Prof. Greg Goss is appointed in the Department of Biological Science, Faculty of Science at the University of Alberta with a cross-appointment to the School of Public Health at the University of Alberta. He is a fellow of National Institute of Nanotechnology, the Scientific Director of University of Alberta Water Initiative and Director of the Office of Environmental Nanosafety at the University of Alberta. Dr Goss works jointly with industry, governments and academia to examine the environmental toxicology of micropollutants including nanomaterials, pharmaceuticals and personal care products, hydraulic fracturing fluid and hydrocarbon contaminated fluids.

Environmental Chemistry 11(3) 207-226 https://doi.org/10.1071/EN13221
Submitted: 9 December 2013  Accepted: 22 May 2014   Published: 20 June 2014

Environmental context. The increased use of nanomaterials in industrial and consumer products requires robust strategies to identify risks when they are released into the environment. Aquatic toxicologists are beginning to possess a clearer understanding of the chemical and physical properties of nanomaterials in solution, and which of the properties potentially affect the health of aquatic organisms. This review highlights the main challenges encountered in aquatic nanotoxicity testing, provides recommendations for overcoming these challenges, and discusses recent studies that have advanced our understanding of the toxicity of three important OECD nanomaterials, titanium dioxide, zinc oxide and silver nanomaterials.

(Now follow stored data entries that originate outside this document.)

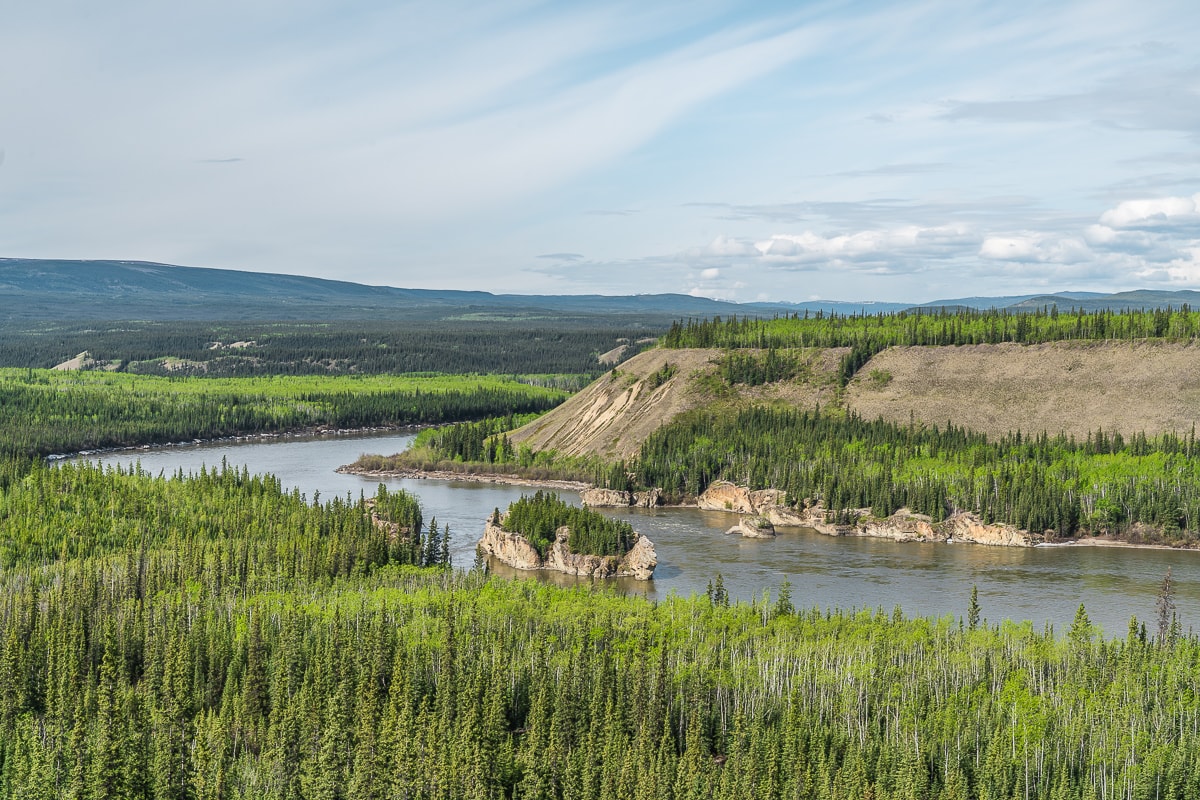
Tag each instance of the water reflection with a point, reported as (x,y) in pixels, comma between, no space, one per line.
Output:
(1039,584)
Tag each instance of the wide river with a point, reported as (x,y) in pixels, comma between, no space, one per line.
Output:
(1043,584)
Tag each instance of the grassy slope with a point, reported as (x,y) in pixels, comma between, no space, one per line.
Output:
(1066,386)
(613,415)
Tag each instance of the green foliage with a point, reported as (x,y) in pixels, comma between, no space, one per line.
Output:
(539,516)
(1104,483)
(867,335)
(237,349)
(661,376)
(51,411)
(214,636)
(755,368)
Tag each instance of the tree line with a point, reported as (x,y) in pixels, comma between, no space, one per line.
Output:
(232,349)
(867,335)
(539,516)
(216,637)
(63,411)
(1103,483)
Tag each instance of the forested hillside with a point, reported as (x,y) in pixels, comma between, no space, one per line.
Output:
(214,637)
(1137,488)
(61,411)
(562,347)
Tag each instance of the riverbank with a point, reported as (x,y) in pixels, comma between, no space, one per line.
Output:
(903,527)
(245,438)
(472,477)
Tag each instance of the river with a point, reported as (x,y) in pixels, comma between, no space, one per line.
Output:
(1044,584)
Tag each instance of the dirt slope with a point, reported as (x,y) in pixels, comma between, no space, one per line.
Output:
(613,415)
(1063,386)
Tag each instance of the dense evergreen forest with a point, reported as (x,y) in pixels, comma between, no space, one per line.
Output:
(540,515)
(48,411)
(216,637)
(870,334)
(556,346)
(1105,483)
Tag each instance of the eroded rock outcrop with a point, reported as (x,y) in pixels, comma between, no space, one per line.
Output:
(904,525)
(754,528)
(598,498)
(516,551)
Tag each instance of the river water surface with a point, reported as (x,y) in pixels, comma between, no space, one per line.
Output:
(1043,584)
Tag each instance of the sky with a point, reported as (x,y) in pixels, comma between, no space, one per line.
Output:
(784,151)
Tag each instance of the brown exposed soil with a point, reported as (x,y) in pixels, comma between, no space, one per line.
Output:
(1073,388)
(615,415)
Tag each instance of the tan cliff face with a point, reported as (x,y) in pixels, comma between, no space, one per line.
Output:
(516,551)
(771,507)
(619,410)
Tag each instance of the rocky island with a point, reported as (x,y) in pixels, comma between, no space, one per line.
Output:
(544,533)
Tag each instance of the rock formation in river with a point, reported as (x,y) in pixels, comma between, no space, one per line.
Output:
(516,551)
(904,525)
(754,528)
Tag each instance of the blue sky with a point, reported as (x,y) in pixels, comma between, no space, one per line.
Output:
(778,151)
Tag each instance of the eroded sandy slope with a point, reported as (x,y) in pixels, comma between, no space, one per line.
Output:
(1063,386)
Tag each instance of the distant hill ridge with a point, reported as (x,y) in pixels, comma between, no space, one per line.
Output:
(36,289)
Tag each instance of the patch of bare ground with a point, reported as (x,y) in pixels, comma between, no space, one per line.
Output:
(82,361)
(616,414)
(613,355)
(1073,388)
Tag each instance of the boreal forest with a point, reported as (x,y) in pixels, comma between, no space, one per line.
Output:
(220,635)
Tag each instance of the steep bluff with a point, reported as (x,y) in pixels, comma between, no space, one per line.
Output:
(613,415)
(771,506)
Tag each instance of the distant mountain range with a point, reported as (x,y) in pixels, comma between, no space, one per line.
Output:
(42,289)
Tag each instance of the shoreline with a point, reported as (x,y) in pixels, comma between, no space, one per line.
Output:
(240,438)
(581,486)
(508,479)
(469,477)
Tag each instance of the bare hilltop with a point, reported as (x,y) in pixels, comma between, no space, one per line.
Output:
(1073,388)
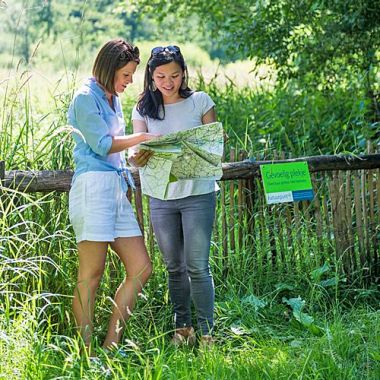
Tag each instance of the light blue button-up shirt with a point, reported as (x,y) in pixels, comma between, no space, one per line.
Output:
(95,122)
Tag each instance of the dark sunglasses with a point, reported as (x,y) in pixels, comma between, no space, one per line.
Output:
(166,49)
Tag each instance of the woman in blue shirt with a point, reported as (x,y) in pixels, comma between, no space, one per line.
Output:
(98,207)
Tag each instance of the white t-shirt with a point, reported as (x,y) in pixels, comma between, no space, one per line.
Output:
(181,116)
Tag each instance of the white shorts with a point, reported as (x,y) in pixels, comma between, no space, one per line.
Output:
(99,209)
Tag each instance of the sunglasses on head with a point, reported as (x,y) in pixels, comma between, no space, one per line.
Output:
(166,49)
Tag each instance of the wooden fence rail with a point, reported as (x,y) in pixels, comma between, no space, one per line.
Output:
(341,225)
(60,180)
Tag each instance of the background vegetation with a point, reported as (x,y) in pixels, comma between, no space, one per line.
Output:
(295,77)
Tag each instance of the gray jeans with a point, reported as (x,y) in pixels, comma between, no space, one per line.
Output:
(183,230)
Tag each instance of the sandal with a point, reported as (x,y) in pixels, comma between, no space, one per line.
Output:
(184,336)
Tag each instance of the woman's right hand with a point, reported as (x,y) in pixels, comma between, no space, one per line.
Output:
(140,158)
(148,136)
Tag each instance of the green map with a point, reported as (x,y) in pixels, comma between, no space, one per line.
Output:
(192,154)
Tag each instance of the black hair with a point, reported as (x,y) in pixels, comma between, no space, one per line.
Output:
(151,103)
(113,55)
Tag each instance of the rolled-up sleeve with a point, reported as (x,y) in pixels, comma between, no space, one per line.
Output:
(90,123)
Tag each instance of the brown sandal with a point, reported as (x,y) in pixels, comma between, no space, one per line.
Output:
(184,336)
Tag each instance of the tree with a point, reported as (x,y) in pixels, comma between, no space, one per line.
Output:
(321,42)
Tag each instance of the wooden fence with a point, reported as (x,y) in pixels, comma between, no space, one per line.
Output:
(341,225)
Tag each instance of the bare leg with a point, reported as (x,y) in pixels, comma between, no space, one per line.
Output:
(138,267)
(92,256)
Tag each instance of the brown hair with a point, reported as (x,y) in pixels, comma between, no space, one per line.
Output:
(114,55)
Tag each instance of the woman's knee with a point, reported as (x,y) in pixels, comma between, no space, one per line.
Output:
(90,279)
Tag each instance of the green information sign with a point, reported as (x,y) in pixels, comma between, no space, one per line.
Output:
(287,182)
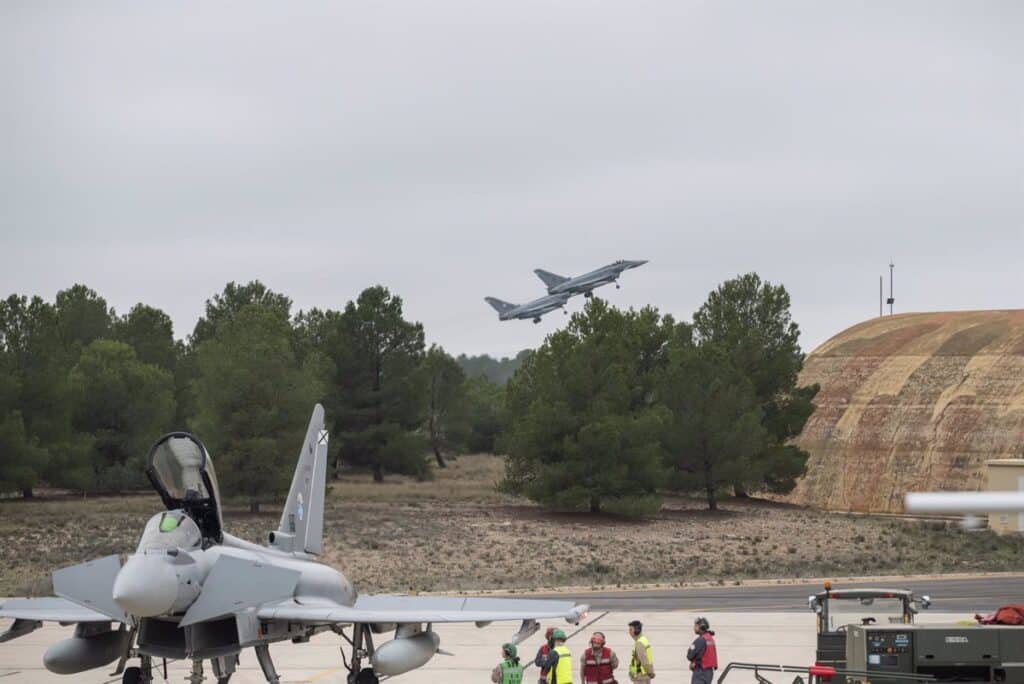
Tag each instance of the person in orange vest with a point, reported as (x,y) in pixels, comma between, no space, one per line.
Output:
(702,653)
(598,663)
(542,654)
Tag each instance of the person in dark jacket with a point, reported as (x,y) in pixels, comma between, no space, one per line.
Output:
(542,653)
(702,653)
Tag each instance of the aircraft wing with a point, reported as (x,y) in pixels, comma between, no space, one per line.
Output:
(424,609)
(49,608)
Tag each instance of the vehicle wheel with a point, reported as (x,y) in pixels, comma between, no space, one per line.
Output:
(367,676)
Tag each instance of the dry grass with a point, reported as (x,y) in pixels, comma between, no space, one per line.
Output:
(457,532)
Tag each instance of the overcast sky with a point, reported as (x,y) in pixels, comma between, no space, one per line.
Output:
(157,151)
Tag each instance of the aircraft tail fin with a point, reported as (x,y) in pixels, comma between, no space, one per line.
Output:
(302,519)
(499,305)
(550,280)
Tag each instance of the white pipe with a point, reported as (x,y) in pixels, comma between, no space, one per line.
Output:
(964,502)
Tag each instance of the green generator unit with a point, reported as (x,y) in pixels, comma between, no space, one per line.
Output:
(947,652)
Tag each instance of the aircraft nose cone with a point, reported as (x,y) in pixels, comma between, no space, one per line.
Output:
(145,587)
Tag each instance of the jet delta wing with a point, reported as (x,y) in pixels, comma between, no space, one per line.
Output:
(192,591)
(586,284)
(534,309)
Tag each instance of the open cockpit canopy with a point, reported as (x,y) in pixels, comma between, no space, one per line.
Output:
(181,472)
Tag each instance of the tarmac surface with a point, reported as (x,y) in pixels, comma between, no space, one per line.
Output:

Abstract. Aquatic nanotoxicologists and ecotoxicologists have begun to identify the unique properties of the nanomaterials (NMs) that potentially affect the health of wildlife. In this review the scientific aims are to discuss the main challenges nanotoxicologists currently face in aquatic toxicity testing, including the transformations of NMs in aquatic test media (dissolution, aggregation and small molecule interactions), and modes of NM interference (optical interference, adsorption to assay components and generation of reactive oxygen species) on common toxicity assays. Three of the major OECD (Organisation for Economic Co-operation and Development) priority materials, titanium dioxide (TiO2), zinc oxide (ZnO) and silver (Ag) NMs, studied recently by the Natural Sciences and Engineering Research Council of Canada (NSERC), National Research Council of Canada (NRC) and the Business Development Bank of Canada (BDC) Nanotechnology Initiative (NNBNI), a Canadian consortium, have been identified to cause both bulk effect, dissolution-based (i.e. free metal), or NM-specific toxicity in aquatic organisms. TiO2 NMs are most toxic to algae, with toxicity being NM size-dependent and principally associated with binding of the materials to the organism. Conversely, dissolution of Zn and Ag NMs and the subsequent release of their ionic metal counterparts appear to represent the primary mode of toxicity to aquatic organisms for these NMs. In recent years, our understanding of the toxicological properties of these specific OECD relevant materials has increased significantly. Specifically, researchers have begun to alter their experimental design to identify the different behaviour of these materials as colloids and, by introducing appropriate controls and NM characterisation, aquatic nanotoxicologists are now beginning to possess a clearer understanding of the chemical and physical properties of these materials in solution, and how these materials may interact with organisms. Arming nanotoxicologists with this understanding, combined with knowledge of the physics, chemistry and biology of these materials is essential for maintaining the accuracy of all future toxicological assessments.

Additional keywords: nanoparticles, nanotoxicology, silver, titanium dioxide, zinc oxide.